There are 3 schools of this strategy:
This report impletmented Stepwise selection as an example.
ctrl_nocv <- trainControl(method = 'none')
friday_step <- train(Purchase ~ .,
data = friday_train,
# stepwise method
method = "lmStepAIC",
# additional argument
direction = "both",
trControl = ctrl_nocv)
summary(friday_step)
##
## Call:
## lm(formula = .outcome ~ Occupation4 + Occupation12 + Occupation13 +
## Occupation20 + City_CategoryC + Product_Category_12 + Product_Category_13 +
## Product_Category_14 + Product_Category_15 + Product_Category_16 +
## Product_Category_18 + Product_Category_110 + Product_Category_111 +
## Product_Category_113 + Product_Category_24 + Product_Category_26 +
## Product_Category_28 + Product_Category_210 + Product_Category_34 +
## Product_Category_36 + Product_Category_39 + Product_Category_311 +
## Product_Category_312 + Product_Category_313 + Product_Category_314 +
## Product_Category_315 + Product_Category_316 + Product_Category_318,
## data = dat)
##
## Residuals:
## Min 1Q Median 3Q Max
## -11904.4 -2026.6 400.3 2330.9 7415.7
##
## Coefficients:
## Estimate Std.
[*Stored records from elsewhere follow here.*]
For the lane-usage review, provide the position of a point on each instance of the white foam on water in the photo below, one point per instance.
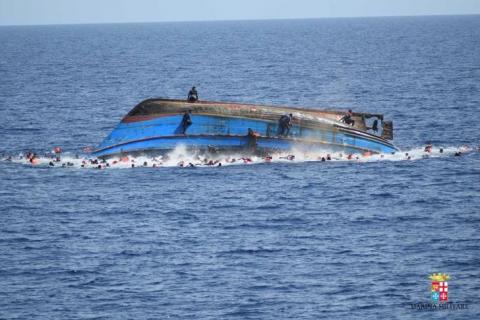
(181, 157)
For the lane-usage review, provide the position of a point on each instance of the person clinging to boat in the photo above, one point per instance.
(192, 95)
(347, 118)
(186, 121)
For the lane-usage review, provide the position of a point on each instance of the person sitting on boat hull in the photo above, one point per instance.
(284, 124)
(347, 119)
(192, 95)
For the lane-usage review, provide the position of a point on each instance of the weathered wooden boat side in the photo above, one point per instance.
(154, 125)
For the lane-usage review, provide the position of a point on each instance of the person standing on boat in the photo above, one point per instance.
(186, 121)
(284, 124)
(192, 95)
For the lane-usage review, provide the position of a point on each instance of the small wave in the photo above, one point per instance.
(180, 157)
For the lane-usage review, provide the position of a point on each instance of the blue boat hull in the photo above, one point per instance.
(163, 133)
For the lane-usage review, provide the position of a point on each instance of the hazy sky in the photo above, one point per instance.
(13, 12)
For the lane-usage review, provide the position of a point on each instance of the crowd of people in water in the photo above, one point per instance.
(56, 158)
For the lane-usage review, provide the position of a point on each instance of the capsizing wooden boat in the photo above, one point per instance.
(158, 125)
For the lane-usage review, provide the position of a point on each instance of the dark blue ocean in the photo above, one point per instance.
(300, 240)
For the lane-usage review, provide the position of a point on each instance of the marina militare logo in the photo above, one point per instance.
(439, 287)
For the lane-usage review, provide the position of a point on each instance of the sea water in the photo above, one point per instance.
(289, 238)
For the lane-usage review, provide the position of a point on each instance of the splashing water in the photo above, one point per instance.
(181, 157)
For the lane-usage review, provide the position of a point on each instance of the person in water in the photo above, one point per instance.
(186, 121)
(347, 118)
(192, 95)
(252, 139)
(284, 124)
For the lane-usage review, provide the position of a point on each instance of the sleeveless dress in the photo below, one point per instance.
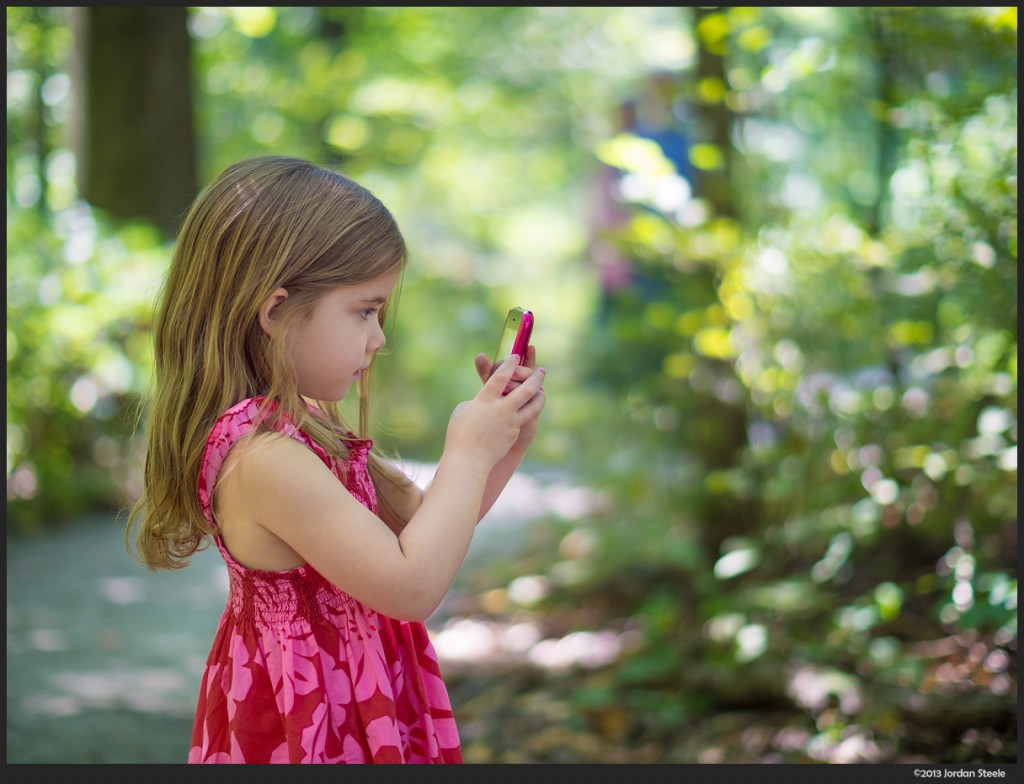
(300, 671)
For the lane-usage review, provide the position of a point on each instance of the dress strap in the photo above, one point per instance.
(232, 425)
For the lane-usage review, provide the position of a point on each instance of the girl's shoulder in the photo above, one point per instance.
(241, 421)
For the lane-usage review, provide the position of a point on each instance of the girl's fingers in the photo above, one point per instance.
(503, 374)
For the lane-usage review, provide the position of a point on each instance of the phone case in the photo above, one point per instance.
(515, 334)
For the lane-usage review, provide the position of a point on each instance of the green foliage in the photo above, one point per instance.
(801, 415)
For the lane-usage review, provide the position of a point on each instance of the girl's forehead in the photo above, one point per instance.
(376, 289)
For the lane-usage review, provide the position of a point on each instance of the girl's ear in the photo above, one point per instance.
(268, 308)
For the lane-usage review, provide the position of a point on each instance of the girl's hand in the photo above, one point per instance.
(485, 369)
(491, 424)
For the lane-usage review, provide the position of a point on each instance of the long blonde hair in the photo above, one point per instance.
(263, 223)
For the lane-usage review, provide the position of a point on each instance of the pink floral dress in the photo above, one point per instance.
(299, 670)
Error t value Pr(>|t|)
## (Intercept) 14455.2 175.6 82.330 < 2e-16 ***
## Occupation4 -377.0 199.9 -1.886 0.059360 .
## Occupation12 853.2 301.8 2.827 0.004732 **
## Occupation13 1303.6 710.6 1.834 0.066708 .
## Occupation20 -414.9 288.4 -1.438 0.150434
## City_CategoryC 695.2 148.3 4.687 2.92e-06 ***
## Product_Category_12 -2260.1 291.9 -7.742 1.39e-14 ***
## Product_Category_13 -2523.6 503.4 -5.013 5.71e-07 ***
## Product_Category_14 -11559.5 437.4 -26.428 < 2e-16 ***
## Product_Category_15 -7853.6 253.7 -30.962 < 2e-16 ***
## Product_Category_16 895.3 414.4 2.161 0.030816 *
## Product_Category_18 -6816.1 311.6 -21.875 < 2e-16 ***
## Product_Category_110 7278.5 773.0 9.416 < 2e-16 ***
## Product_Category_111 -9851.8 637.8 -15.447 < 2e-16 ***
## Product_Category_113 -13477.9 847.0 -15.912 < 2e-16 ***
## Product_Category_24 -1484.0 440.8 -3.367 0.000772 ***
## Product_Category_26 759.0 273.8 2.773 0.005601 **
## Product_Category_28 469.5 231.1 2.032 0.042287 *
## Product_Category_210 4301.8 758.8 5.669 1.59e-08 ***
## Product_Category_34 -2306.0 598.7 -3.851 0.000120 ***
## Product_Category_36 -1557.1 432.4 -3.601 0.000323 ***
## Product_Category_39 -533.9 324.8 -1.644 0.100305
## Product_Category_311 -1927.4 631.5 -3.052 0.002295 **
## Product_Category_312 -717.8 344.2 -2.085 0.037165 *
## Product_Category_313 -2286.6 484.7 -4.718 2.51e-06 ***
## Product_Category_314 -757.1 274.1 -2.762 0.005778 **
## Product_Category_315 -1757.1 222.9 -7.881 4.73e-15 ***
## Product_Category_316 -533.3 224.3 -2.378 0.017496 *
## Product_Category_318 -1296.3 433.8 -2.988 0.002831 **
## ---
## Signif. codes: 0 '***' 0.001 '**' 0.01 '*' 0.05 '.' 0.1 ' ' 1
##
## Residual standard error: 3507 on 2602 degrees of freedom
## Multiple R-squared: 0.5277, Adjusted R-squared: 0.5226
## F-statistic: 103.8 on 28 and 2602 DF, p-value: < 2.2e-16
Predict the test set and compute RMSE
step_train_forecasts <- predict(friday_step, friday_test)
# Compute the prediction error, RMSE
step_RMSE <- RMSE(step_train_forecasts, friday_test$Purchase)
step_RMSE
## [1] 3762.547
Compute Compute R-square
# Compute Compute R-square
step_Rsq <- R2(step_train_forecasts, friday_test$Purchase)
step_Rsq
## [1] 0.472461
result_df <- data.frame(RMSE = c(linear_RMSE, svm_RMSE, ridge_RMSE, lasso_RMSE, step_RMSE),
R_squared = c(linear_Rsq, svm_Rsq, rigde_Rsq, lasso_Rsq, step_Rsq))
row.names(result_df)<- c('Linear Regression','Support Vector Machine Regression',
'Ridge Regression', 'Lasso Regression', 'Stepwise Regression')
result_df
## RMSE R_squared
## Linear Regression 3754.620 0.4745412
## Support Vector Machine Regression 3893.978 0.4565033
## Ridge Regression 3745.580 0.4752714
## Lasso Regression 3752.993 0.4747517
## Stepwise Regression 3762.547 0.4724610
From the 5 models, the Ridge Regression seems to have the lowest RMSE and highest R squared. However, all of R squared above show that the models is not good enough, perhaps, the problem lies on the limited number or the limited types of predictors. Furthermore, original data have huge number observations, as a result, algorithms may perform better if they could train with more data. (Which tends to be problematic with normal consumer pc specs).